Durante la noche, las esplendorosas mezquitas reciben la visita de enjambres de gaviotas blancas que parecen manifestar la gracia de Alá en la sacralización de tales templos. Lo sorprendente y maravilloso se nutre de tales acontecimientos siendo aún más notoria la imponente, así como seductora, soledad del solitario coloso. Santa Sofía parece desafiar los siglos permaneciendo esencialmente inmutable a los envites del tiempo. Sin embargo, como en el caso del destino de la más bella modelo, su existencia se halla estrechamente ligada a la febril competencia que contamina todo lo humano. Obviamente con ventaja, los sucesivos habitantes del dorado cuerno han intentado superador la magnitud de Santa Sofía construyendo seres empedrados dignos de la más épica de todas las epopeyas.

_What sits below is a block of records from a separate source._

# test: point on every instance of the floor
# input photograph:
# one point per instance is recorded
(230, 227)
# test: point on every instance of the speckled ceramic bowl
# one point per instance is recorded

Ejemplo clave al respecto es la Mezquita Azul, coqueta hija del afán de superación, que por ministerio del Sultán Ahmet intentó desbancar del podium de lo sublime, a Hagia Sofía. Los mil años aproximados de diferencia entre ambas no fueron suficiente para ganar a la antaño catedral; si acaso, aquella jugada más ingeniosa, y que resulta mayormente palpable para el ojo occidental-europeo, es el cómo las gaviotas imperan en las cúpulas de las mezquita durante la noche, y en cambio no en Santa Sofía. Quizás sea Alá haciendo recordar el pasado cristiano del coloso catedralicio. Quizás. O puede que sea simplemente un producto de la casualidad que viene a confirmar la idea sobre la que parece sustentarse el sentimiento turco actual; la actualidad del Islam como esencia también europea frente al anacronismo del Cristianismo bizantino.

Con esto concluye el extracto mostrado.